Northeast Community College Hawks

Although the upcoming fall athletics season has been delayed at many of the nation’s community and junior colleges, limited practices will still be allowed beginning in August under strict guidelines due to the effects of COVID-19 pandemic.

The guidance comes after the National Junior College Athletic Association (NJCAA) adjusted its plan of action for the upcoming 2020-21 academic year. Following a vote by the NJCAA Board of Regents on Monday, a majority of the fall competition will be moved to the spring semester.

The most recent NJCAA plan of action shifts all close-contact fall championship sports to the spring semester. At Northeast, this includes men's and women's soccer and volleyball. Along with the adjustments to the competition season and championship dates, the NJCAA has provided information as it relates to scrimmage and practice dates and allowances in the fall.

Kurt Kohler, dean of student life and athletics at Northeast Community College, said the college’s plan for fall allows for engagement of student-athletes, while also keeping limited contact within and among each team.

“All face-to-face workouts are voluntary for the student-athletes. Students who are not comfortable returning to practice or play due to health issues, housing concerns, or for academic reasons will not be required to participate,” Kohler said. “Because these are voluntary workouts during the fall season, student-athletes may not be dismissed from any team except for documented disciplinary reasons or eligibility concerns.”
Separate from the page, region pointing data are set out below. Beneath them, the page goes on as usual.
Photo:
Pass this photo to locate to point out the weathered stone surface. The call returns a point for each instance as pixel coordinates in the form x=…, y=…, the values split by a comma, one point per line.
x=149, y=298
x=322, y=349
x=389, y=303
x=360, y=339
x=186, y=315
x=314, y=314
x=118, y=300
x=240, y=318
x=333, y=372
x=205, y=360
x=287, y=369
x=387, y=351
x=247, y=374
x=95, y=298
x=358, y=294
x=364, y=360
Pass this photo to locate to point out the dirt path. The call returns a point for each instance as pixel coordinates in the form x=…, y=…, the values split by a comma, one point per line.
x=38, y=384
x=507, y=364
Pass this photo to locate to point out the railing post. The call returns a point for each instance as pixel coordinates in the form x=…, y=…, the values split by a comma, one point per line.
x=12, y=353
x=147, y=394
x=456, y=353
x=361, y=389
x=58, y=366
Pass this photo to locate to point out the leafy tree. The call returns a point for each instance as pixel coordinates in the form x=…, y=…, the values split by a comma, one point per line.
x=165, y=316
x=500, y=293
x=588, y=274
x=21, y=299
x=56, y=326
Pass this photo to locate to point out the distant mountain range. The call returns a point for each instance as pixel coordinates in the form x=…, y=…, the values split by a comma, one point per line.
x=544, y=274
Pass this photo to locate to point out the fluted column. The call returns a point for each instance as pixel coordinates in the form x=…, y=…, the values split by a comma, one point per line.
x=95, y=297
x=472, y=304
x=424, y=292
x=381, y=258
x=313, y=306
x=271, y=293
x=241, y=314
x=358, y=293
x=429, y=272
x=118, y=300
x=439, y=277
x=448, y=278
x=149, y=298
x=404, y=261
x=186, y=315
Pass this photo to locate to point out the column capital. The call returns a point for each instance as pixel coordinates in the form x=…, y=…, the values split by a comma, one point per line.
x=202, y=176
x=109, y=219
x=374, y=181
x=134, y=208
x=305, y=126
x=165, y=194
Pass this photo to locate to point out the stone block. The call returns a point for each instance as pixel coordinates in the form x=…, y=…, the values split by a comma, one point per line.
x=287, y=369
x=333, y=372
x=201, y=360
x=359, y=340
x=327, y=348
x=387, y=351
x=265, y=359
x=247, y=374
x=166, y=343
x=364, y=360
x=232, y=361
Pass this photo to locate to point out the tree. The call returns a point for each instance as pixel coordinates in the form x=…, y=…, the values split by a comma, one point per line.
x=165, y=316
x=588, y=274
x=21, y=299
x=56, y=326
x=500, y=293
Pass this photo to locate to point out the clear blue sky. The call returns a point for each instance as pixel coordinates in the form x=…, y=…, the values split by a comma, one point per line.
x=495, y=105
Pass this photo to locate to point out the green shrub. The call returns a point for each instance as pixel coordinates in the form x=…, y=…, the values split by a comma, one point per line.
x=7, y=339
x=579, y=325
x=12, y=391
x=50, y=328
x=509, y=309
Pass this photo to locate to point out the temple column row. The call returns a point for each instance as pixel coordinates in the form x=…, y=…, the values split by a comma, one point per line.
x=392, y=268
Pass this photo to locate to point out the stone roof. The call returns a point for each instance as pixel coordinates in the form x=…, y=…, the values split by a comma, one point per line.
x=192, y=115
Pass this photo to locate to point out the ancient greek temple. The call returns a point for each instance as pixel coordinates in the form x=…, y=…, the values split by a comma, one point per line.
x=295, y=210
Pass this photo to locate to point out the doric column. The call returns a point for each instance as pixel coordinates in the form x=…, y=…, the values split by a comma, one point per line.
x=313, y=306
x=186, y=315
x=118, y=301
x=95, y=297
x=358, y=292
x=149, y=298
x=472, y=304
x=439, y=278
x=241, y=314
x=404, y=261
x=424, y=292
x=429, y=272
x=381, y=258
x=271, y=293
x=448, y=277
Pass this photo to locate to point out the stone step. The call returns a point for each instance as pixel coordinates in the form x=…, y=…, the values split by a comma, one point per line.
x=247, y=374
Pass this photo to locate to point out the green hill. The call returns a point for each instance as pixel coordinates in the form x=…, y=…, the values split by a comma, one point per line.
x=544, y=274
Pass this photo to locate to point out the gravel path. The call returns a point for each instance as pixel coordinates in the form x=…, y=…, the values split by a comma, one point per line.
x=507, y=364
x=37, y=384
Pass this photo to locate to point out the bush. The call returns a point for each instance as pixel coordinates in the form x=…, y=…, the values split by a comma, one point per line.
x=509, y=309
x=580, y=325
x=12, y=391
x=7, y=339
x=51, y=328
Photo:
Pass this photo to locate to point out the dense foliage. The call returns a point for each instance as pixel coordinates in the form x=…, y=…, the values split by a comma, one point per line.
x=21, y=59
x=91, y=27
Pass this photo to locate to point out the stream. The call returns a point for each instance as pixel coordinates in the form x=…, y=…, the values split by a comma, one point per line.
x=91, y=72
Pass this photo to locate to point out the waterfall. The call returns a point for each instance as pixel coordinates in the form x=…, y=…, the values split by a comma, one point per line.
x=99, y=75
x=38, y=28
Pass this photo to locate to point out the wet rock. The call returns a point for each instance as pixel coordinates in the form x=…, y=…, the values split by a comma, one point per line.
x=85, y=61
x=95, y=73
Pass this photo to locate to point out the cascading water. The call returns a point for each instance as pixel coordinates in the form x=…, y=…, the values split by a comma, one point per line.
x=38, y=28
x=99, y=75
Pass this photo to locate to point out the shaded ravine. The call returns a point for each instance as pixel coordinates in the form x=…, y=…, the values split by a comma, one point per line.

Kohler said student-athletes will continue to receive any scholarship that has been awarded to them as long as they stay enrolled full-time at Northeast or unless an NJCAA release is requested. The student-athletes will remain in good standing with their team regardless of the decision about participating this fall.

In addition, each team at Northeast will be permitted to participate in individual and small group (pods) skill development, strength training and conditioning workouts for a maximum of 60 consecutive calendar days. Each pod will be kept to a minimum number of participants and should not exceed 25% of the total number of a team’s roster whenever possible. Also, full-team practices, scrimmages, meetings and other team activities will not be permitted.

All winter sports competition will begin in January with a majority of championship seasons moved from March to April. This includes men's and women's basketball.

"Our greatest focus is and always has been providing the best opportunities for our student-athletes," said Christopher Parker, NJCAA president & CEO. "Through a unified effort from our Presidential Advisory Council, the Board of Regents, and leadership staff, our most recent plan of action provides a path that keeps our student-athletes competing at the highest level with proper safety measures in place. As we move forward as an association, we will continue to provide opportunities for our student-athletes, coaches, and all those involved with the NJCAA to be safe and successful.”

Kohler said the Northeast plan of action for fall allows for student-athlete engagement while ensuring safety precautions among players and coaches.

“Although this fall will not look like a typical fall for Hawks Athletics, we are excited that our student-athletes will have the opportunity to return to Norfolk and work on skill development, strength training and conditioning throughout the fall semester, while also limiting extended close contact among teams,” Kohler said. “The health and safety of our student-athletes, the Northeast community and our region is paramount, and I believe we will be able to accomplish this with the limited contact plan that has been developed for Northeast Athletics. We look forward to the return of team competition during the spring semester.”